As we know now, this broad ideal narrowed to a purely political aim and was lost altogether in the disenchantment of civil war. A frightened conservatism descended on Ireland for decades. Seamus was ever critical of this stagnation; as an artist, he felt its burden more than most. But he was never cynical. From some spring within himself he drew both the resilience to continue on his path and the optimism that marked his personality and his work. He lived to see and enjoy the emergence of a more vital Ireland which eventually bestowed on him the honorary distinctions that this country reserves for artists whom it has only grudgingly employed.
He was shaped too by the craft of stone, by that now vanished fraternity of masons which he recorded so vividly in his book “Stone Mad”. His innate feeling for quality responded to their reverence for the well-made thing, their insistence on the mastery of the hand before the mind and heart could properly speak. It was a pre-industrial tradition and it made Seamus a pre-Romantic artist, one who strives more to illuminate his audience than to purge his troubled self.
With this combined belief in art as an extension of craft and the artist as a light to his community, Seamus could not have chosen a more difficult task in his place and time. In Ireland, the Church preferred gaudy imported statues to indigenous expression; the State was indifferent to art, except to censor it; private wealth was scarce and generally preferred novelty where it wanted art at all; and headstones – the bread-and-butter of a stoneman’s life and satisfying outlet for his elegance of taste – came to be mass produced by electrical machinery. Seamus might easily have regretted his early rejection of a lifelong career tending the stones of York Cathedral. But self-pity was not part of his make-up.

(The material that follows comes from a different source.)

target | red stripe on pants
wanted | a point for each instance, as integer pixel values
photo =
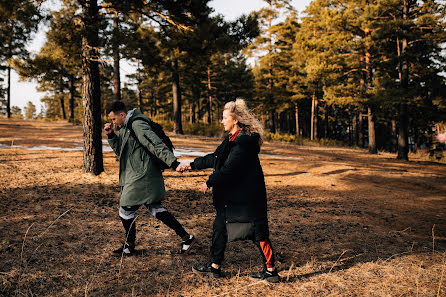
(268, 252)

Outside Ireland, seeping in through tightly closed shutters was a cauldron of artistic experimentation with the avant garde changing hands at bewildering pace. After decades of European ferment that was a natural response. But quiet Ireland had lain virtually immune. Some of those who reacted against Irish claustrophobia by grasping at every new trend from abroad were apt to regard Seamus as unduly ‘traditional’. But it was not as simple as that.
Tradition, to Seamus, was not a frozen historical mode to be slavishly copied; it was a continuing process with new shoots appearing all the time. Nor was it an artistic straitjacket, but an environment within which the individual gave himself free rein. And, anyway, there had been little or no Irish tradition of sculpture since the Reformation. So, rejecting the phoney Victorian classicism that preceded him in Ireland (“clinging to the apron-strings of Rome”, he called it), Seamus had to forge his own style just as much as those whose idiom was more ostentatiously ‘original’. He understood the dilemma of the modernists; but he knew that their solution was not for him. He regarded it as “taking refuge in a private world, in abstraction…There is no use conjuring up a world in a corner of your studio: it must have echoes and connections”.
Seamus always connected. Through his hands, the people and the life around him flowed into stone and bronze, gaining en route the flavour of his own qualities – taste, perception, warmth and humour. To those who knew him as a person he was unforgettable and irreplaceable. But his work preserves the things he stood for without flinching – the excellence that a few men once dreamt could be achieved for this island; and a synthesis of craft and art, of expression and feeling, towards which this uncertain age is still only groping.